Skip to main content

Evidence Investigation Goes Full-Stack: FinnGen Retirement, Multi-Dataset Morpheus, and the Road to Volcano Plots

· 5 min read
Creator, Parthenon
AI Development Assistant

A massive 116-commit push today centered almost entirely on maturing the Evidence Investigation workbench — from retiring the old FinnGen UI to hardening the investigation experience with proper navigation, KPI metrics, URL-synced state, and ARIA accessibility. We also landed multi-dataset support in Morpheus and set the stage for one of the most requested features on the roadmap: volcano plots powered by the newly-renamed Darkstar R runtime.

FinnGen Workbench Retirement

The legacy FinnGen workbench has been officially decommissioned. The dedicated FinnGen card on the workbench landing page (c41f7afbc) now launches Evidence Investigation instead, and the old FinnGen workbench code has been removed entirely (a667f94ca). This isn't just a cleanup — it's a consolidation of intent. Evidence Investigation is the unified surface for exploring GWAS signals, phenotype associations, and concept-level evidence, and FinnGen data fits naturally within that framing rather than deserving its own siloed experience.

If you're working on workbench routing, note that the card rewiring lives in the workbench feature directory and the deprecated component has been fully pruned, so there's no dead code to worry about.

Evidence Investigation: A Day of Hardening

The bulk of today's commits were focused on making Evidence Investigation feel like a production-grade tool rather than a prototype. Here's what changed:

The investigation view now has a proper top bar with a title, breadcrumb trail, and back navigation. This sounds small but it's critical UX — users were getting lost when drilling into sub-views with no clear path back to the workbench. The breadcrumbs also provide context for where a particular evidence thread lives within the broader investigation.

KPI Metrics & ContextCard (0b2a2185c)

The ContextCard component was significantly enhanced to surface KPI metrics — high-level summary statistics that orient the analyst before they dive into domain-level evidence. URL-synced sub-tabs were also wired in here, meaning deep links into specific sub-views now work correctly and browser history behaves as expected.

URL-Synced Domain, Sidebar States & Error Handling (fcf5c919c)

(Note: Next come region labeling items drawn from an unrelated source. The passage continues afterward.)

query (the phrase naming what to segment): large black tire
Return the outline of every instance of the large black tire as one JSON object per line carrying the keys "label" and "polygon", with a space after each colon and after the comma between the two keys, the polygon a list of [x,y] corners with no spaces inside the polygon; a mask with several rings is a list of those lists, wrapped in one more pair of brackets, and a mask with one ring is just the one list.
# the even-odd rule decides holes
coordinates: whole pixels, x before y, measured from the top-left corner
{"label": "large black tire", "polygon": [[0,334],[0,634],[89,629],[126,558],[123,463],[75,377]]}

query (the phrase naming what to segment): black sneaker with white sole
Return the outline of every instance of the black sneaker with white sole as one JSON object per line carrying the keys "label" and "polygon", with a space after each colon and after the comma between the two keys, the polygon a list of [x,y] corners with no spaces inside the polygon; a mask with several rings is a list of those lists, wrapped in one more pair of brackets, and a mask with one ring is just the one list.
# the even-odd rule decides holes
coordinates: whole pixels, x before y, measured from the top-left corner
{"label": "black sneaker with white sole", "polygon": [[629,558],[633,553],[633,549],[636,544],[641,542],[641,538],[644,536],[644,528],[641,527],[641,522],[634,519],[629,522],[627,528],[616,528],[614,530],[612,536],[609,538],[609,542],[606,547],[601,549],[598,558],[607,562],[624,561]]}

Domain selection is now reflected in the URL, so sharing a link to "I'm looking at the Drug domain for concept X" actually works. Sidebar loading states were added to prevent the jarring empty-panel flash during data fetches, and execute error handling ensures analysts see a meaningful message rather than a silent failure when a backend query goes wrong.

LeftRail, ARIA & Responsive Layout (6b3b25811)

The LeftRail component received attention on three fronts: clickable counts (so analysts can click a domain count to navigate directly to it), a sidebar badge showing active evidence pins, and a full pass of ARIA roles for screen reader compatibility. Responsive layout fixes round this out — the investigation view now holds together on narrower viewports.

GWAS Catalog Endpoints & EvidencePinService (7514f14e6, d1e310592)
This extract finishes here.